Also remember, It can get down to 25 degrees in some parts of town. At my house near Northern & I-17 last winter I know it was down to 28, maybe a little lower. Bowls of water left outside froze solid. And my temperature gage registered 28 one morning I remember. Years ago, in October 1979 I remember it was down to 32 degrees by 10 p.m. at Northern & 67 ave. It got down to 25 degrees that night. Thank goodness, the temperatures have been gradually rising since those days. November is like October now. And December is like November used to be, maybe warmer. We had 25 degrees one weekend a couple years ago one night around my area & did much damage to the Ficus trees. So watch the night temperature forecasts & subtract a few degrees to be safe.

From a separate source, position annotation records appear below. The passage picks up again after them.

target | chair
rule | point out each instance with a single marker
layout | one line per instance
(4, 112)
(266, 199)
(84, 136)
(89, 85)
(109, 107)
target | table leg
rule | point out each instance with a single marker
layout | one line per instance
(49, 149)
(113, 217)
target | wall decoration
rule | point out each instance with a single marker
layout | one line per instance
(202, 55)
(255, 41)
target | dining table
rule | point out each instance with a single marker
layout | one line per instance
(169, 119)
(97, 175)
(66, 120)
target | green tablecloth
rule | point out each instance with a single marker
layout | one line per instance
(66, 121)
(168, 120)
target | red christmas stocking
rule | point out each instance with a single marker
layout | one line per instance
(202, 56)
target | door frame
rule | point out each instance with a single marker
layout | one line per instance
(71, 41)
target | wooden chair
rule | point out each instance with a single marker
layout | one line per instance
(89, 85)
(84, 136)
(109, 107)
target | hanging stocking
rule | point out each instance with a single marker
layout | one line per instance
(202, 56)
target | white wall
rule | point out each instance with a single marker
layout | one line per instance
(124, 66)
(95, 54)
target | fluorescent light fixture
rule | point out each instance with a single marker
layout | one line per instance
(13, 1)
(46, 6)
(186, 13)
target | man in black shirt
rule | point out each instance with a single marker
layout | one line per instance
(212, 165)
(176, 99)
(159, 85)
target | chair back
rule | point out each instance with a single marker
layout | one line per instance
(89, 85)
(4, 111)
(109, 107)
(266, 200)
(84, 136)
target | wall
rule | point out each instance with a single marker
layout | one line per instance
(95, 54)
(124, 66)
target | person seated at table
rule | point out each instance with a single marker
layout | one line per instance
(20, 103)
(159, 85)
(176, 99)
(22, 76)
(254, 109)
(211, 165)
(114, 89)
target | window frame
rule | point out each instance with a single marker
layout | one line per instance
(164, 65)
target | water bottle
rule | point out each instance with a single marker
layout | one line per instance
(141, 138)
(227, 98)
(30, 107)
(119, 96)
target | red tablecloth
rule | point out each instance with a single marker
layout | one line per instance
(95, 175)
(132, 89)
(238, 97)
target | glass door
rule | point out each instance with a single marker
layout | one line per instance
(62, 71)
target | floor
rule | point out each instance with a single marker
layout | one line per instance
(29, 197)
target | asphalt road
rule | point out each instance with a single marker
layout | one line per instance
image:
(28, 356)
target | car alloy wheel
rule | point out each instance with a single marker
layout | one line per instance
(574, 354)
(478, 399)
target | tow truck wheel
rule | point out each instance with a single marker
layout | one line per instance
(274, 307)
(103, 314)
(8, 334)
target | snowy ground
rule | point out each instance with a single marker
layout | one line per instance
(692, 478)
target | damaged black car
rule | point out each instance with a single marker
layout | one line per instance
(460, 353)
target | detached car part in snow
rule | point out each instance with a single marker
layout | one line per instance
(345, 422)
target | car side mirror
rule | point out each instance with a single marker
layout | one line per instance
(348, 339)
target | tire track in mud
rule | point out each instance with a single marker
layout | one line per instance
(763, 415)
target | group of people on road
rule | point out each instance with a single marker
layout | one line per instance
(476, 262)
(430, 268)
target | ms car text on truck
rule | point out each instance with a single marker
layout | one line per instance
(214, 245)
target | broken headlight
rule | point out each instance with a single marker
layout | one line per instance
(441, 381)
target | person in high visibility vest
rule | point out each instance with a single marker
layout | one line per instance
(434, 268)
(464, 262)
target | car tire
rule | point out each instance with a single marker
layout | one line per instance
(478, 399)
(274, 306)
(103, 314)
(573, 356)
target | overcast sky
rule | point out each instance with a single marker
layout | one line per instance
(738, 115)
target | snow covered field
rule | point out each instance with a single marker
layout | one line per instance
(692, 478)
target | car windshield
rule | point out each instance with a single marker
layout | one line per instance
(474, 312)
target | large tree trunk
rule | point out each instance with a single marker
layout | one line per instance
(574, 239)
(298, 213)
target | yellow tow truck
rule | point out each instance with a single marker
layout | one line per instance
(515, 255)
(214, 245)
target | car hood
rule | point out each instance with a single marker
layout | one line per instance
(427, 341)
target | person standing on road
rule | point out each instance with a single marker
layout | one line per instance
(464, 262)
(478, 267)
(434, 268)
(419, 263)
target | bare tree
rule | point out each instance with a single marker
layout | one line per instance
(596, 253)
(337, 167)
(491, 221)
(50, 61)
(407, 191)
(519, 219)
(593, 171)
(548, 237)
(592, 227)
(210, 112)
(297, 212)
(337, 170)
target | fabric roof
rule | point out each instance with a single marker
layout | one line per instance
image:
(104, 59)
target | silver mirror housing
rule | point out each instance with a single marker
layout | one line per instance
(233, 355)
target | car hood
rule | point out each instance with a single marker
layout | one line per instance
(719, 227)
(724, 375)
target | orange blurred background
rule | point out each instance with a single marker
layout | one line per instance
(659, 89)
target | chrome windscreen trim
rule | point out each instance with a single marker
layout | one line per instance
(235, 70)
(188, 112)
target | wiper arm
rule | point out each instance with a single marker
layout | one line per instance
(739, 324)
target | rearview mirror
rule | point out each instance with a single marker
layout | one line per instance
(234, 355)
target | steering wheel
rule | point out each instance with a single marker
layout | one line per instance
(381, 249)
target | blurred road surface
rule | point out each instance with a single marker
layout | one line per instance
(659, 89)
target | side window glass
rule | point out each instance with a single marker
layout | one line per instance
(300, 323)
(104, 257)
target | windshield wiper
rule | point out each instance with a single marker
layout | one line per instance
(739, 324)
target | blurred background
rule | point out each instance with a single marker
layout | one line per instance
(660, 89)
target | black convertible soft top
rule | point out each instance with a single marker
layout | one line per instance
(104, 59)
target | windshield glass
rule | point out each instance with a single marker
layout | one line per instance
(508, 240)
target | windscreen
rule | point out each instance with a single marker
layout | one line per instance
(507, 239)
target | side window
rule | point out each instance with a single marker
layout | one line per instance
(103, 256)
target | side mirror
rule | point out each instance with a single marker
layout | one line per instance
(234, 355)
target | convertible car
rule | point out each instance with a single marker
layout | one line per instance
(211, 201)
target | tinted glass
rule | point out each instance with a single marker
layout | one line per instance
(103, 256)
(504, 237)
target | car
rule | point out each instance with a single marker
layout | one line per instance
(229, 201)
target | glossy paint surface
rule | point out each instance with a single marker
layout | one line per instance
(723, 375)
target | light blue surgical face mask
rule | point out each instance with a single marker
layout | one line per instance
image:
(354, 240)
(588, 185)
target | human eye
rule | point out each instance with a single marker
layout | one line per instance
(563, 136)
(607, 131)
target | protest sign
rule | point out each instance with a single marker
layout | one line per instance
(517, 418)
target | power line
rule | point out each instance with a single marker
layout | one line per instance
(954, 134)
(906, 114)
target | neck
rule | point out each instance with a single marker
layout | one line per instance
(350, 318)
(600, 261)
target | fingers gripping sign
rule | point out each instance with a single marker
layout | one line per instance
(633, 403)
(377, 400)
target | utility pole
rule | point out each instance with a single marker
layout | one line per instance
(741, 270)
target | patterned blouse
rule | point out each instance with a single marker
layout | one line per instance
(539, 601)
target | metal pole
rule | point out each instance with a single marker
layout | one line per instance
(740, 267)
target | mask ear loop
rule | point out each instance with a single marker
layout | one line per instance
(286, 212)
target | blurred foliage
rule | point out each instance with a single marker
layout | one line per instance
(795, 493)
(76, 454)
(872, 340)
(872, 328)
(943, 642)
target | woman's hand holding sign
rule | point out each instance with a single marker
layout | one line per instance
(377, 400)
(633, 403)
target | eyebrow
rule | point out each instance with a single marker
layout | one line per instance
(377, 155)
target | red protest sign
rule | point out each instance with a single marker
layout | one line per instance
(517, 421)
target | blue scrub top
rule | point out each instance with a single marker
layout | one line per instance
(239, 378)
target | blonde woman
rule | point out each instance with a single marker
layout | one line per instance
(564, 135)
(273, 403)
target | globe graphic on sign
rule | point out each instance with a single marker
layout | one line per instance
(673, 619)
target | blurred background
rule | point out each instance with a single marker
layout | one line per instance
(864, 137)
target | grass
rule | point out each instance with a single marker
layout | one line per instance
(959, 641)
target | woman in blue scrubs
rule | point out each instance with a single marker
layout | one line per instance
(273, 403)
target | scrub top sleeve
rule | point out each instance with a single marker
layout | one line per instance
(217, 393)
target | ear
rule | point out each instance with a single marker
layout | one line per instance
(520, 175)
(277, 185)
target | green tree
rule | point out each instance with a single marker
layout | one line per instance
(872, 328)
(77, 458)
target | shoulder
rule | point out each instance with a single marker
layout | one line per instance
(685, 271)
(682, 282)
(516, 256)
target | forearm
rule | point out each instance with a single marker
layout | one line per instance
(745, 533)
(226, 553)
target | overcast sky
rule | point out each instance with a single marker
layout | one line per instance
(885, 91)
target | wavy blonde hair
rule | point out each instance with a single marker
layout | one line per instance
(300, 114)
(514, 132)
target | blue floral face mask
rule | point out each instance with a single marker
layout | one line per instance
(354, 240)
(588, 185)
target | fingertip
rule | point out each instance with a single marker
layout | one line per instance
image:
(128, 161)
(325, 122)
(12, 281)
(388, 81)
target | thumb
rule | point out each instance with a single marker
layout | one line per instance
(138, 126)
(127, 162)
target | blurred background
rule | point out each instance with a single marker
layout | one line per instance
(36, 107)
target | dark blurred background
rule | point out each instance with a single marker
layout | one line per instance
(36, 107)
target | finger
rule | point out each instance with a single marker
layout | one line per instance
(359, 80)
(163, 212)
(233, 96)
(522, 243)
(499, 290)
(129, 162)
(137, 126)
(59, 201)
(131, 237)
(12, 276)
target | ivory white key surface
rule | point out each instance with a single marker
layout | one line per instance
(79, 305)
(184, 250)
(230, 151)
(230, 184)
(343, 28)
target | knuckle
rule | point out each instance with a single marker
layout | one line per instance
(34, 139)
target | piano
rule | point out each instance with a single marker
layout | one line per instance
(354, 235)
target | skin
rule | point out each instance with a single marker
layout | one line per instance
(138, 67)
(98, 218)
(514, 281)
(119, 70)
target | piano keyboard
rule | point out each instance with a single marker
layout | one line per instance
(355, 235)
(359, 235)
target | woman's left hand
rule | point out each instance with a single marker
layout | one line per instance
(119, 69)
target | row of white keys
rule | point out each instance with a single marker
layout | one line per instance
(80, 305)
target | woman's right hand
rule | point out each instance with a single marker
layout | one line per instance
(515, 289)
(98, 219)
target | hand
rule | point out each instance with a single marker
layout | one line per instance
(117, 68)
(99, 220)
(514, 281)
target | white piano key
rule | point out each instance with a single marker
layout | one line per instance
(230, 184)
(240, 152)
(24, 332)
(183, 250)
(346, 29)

Yah, my new rule of thumb in my area is when they are predicting 43 degrees or cooler the cloth goes on.
I usually leave half of each cloth staked down to the yard and when uncovering spread it out to dry in the mornings (for those who are around after 7AM when you can usually remove the cloth) which makes putting it back on and secured before sunset pretty fast---maybe ten minutes time for eight trees.
I don't know about being thankful for the later and later harvests...oranges that were ready the last week of Oct. when I was a kid are now ready the last week of Dec. And tree planting this year would have been ideal the first of Oct. but the month did not cooperate with its high temps.
As Powell notes a good rule of thumb is if they are predicting 40 or 40s the temps can go down to freezing by morning as the heat-island effect dissipates the retained heat. Outer-lying areas have less heat-island issues but patios, buildings etc can do the same thing.